Answer
The electron configuration for $Au^{3+}$ is $$Au^{3+}: [Xe]4f^{14}5d^{8}$$
$Au^{3+}$ does not have noble-gas configuration.
Work Step by Step
*RULES TO WRITE ELECTRON CONFIGURATIONS FOR IONS:
- When electrons are removed to form cations, those of the orbitals that have the largest principal quantum number $n$ will be removed first.
- If there are more than one subshell for a given $n$, electrons of the subshell with the highest value of $l$ will be removed first.
- When electrons are added to form anions, they would be added to the empty or partially occupied orbital with the lowest value of $n$.
1) The electron configuration of a neutral $Au$ atom is $$Au: [Xe]4f^{14}5d^{10}6s^1$$
2) Here we need to find the electron configuration for $Au^{3+}$, an ion having 3 electrons removed from a neutral $Au$ atom.
Therefore, according to the rules, when electrons are removed, we would look for the orbital with the largest $n$ first. Subshell $6s$, with $n=6$, has the largest $n$.
There is 1 electron occupying subshell $6s$. Surely, this electron would be removed.

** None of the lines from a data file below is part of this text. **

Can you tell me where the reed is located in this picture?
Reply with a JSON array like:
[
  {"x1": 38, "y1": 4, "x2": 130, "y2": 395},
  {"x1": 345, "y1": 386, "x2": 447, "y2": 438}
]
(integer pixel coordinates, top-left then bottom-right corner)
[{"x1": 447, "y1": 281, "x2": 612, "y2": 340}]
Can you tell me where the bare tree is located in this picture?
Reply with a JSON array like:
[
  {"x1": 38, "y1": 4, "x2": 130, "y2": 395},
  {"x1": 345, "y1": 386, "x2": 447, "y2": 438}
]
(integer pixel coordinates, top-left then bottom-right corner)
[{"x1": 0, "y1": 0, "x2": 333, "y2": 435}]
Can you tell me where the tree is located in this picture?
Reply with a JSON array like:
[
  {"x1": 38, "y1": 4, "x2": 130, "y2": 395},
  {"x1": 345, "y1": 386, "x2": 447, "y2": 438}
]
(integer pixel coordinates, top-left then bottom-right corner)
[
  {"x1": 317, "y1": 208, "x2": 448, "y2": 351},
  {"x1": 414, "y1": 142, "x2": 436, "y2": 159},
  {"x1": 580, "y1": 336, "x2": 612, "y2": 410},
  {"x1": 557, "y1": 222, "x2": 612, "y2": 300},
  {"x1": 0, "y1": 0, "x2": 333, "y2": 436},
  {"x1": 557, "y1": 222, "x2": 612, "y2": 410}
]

However, still 2 more electrons need to be removed to make $Au^{3+}$.
3) So we move to find the next largest $n$. Subshell $5d$, with $n=5$, is the subshell with the second largest $n$.
10 electrons occupy this subshell. Only 2 more electrons need to be removed, so 2 out of these 10 electrons would be removed to make $Au^{3+}$.
That means the electron configuration for $Au^{3+}$ is $$Au^{3+}: [Xe]4f^{14}5d^{8}$$
The above configuration is not the configuration of any noble gases, so $Au^{3+}$ does not have noble-gas configuration.